Invitation only
On Thursday afternoon, in the lobby of the Trump Kennedy Center, reporters whispered in hushed voices to each other to see which journalists, if any, would be allowed entry to a screening of Melania Trump’s documentary “Melania.”
In the hours before the film screened (press check-in began at 2 p.m. for the 6 p.m. carpet), there was slight optimism from veteran reporters, accustomed to slipping their way into Trump World, that they’d be able to network their way into a seat. But by 6:30 p.m., when members of the administration began walking the carpet, it became clear that most of the mainstream press would be blocked from attending the Amazon MGM Studios film.
Well duh. If you’re mainstream press you’re probably not going to heap flattery on a movie about a woman sleazy enough to marry Donald Trump.
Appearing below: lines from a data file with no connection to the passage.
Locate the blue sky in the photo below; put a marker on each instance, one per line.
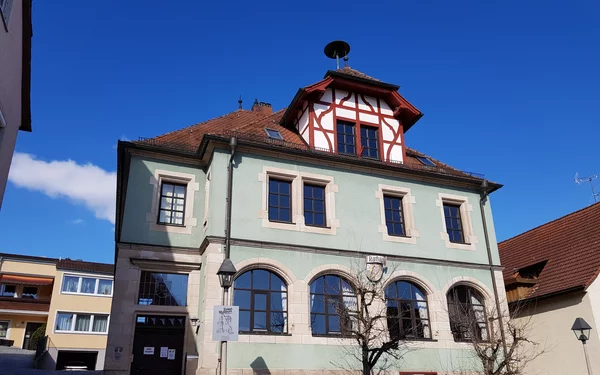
(509, 89)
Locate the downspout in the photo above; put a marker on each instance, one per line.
(225, 296)
(484, 196)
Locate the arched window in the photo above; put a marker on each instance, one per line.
(468, 320)
(407, 313)
(332, 303)
(262, 298)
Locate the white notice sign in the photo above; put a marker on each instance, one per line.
(226, 323)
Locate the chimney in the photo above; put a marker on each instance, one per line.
(262, 107)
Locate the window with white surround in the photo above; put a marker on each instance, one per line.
(455, 211)
(81, 323)
(298, 201)
(397, 221)
(173, 202)
(85, 285)
(4, 326)
(8, 290)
Reporters from The New York Times, The Washington Post, AP and Vanity Fair, among dozens of other outlets on the carpet, were not granted tickets to the invit[ation]-only screening in the Opera House, located one floor above the carpet. The only press from the carpet allowed into the screening (not counting those separately invited) were One America News anchor Dan Ball and his wife Peyton Drew, a producer for the far-right news channel.
Regime media only. Bow to the pretty lady.
The film opens on Friday, Jan. 30 against a backdrop of political unrest, with ICE raids in Minneapolis and other parts of the country causing increased backlash against the administration’s glitzy White House screening earlier this week (with Apple CEO Tim Cook in attendance) and tonight’s premiere.
When asked about the exorbitant amount of money Amazon spent on the film — Amazon MGM paid $40 million for rights to the doc, and reportedly another $35 million on marketing — Trump said he “wasn’t involved with that.”
And it was in no way a barely disguised bribe. Good heavens no.

Agreed: There was no attempt to disguise it that I can detect. But perhaps my disguise detector is defective.